Field to Fork
अन्नबाहुल्य (Power of Food Abundance) does not only mean growing food but also supplying food to the consumers efficiently, storing food without loss.
Those Supply chain experts, super market apologists, MBAs in operations : do you have answer for this? Half of the food is wasted in the chain! Longer the chain, dearer is the waste. More processing => More waste.
Where is all your expertise? Or you are groomed to maximize profit only?
Even govt(s) promote it. In holy name of food processing and packaged food. Even so called Swadesi pracharak(s) do it.
What do we do at the end? Waste!
Remember few eternal rules of the food chain.
1) Food is not plastic that you can transport from anywhere to anywhere.
2) Shorter the food chain, better is the management.
3) Localization is solution. Globalization of food is a global curse.
4) Food is not furniture that you seek perfection. Perfect shape, perfect color and perfect smell is height of foolishness catered and served by Greedy sellers. Due to it, farmers have to discard harvest for no buyers for not so perfect yield.
“Food waste is today’s hot topic. In fact, according to scientific surveys in Switzerland, 300 kg of perfectly good food ends up in the bin per person each year. However, this number encompasses the entire shopping basket, from yoghurt to drinkable leftover wine and two-day-old bread.”
One in two potatoes thrown out
“Overall, potato waste is also very high in Switzerland,” says the ETH doctoral student in light of the results of his analyses. From the field to the home, 53 percent of conventionally produced table potatoes are wasted, and this figure rises to 55 percent for those produced organically. For processing potatoes, the figures are lower: 41 percent of organic potatoes are discarded, compared to 46 percent of those from conventional production. The higher waste proportion for conventionally farmed processing potatoes is connected to the overproduction of this crop, which barely ever occurs with organic farming.
Waste is greater for organically farmed table potatoes because these fail to satisfy the high quality standards more often than conventional ones. “After all, consumers have the same expectations of quality and appearance for organic production as they do for conventional.”

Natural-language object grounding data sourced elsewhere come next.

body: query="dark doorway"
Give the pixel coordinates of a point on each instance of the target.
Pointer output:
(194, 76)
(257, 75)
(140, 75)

Losses occur at all stages of the supply chain: up to a quarter of the table potato harvest falls by the wayside even at the producer stage. A further 12 to 24 percent are rejected by wholesalers during sorting. Just one to three percent fall between the cracks at retailers, and a further 15 percent are wasted in households.
Although private households account for a relatively small proportion of potato waste, Willersinn says their contribution has the most impact: in private homes, most of the unused potatoes end up in the bin bag or on the compost heap. Producers, traders and processors, on the other hand, recycle the vast majority of waste into animal fodder or, to a lesser extent, into feedstock for biogas plants.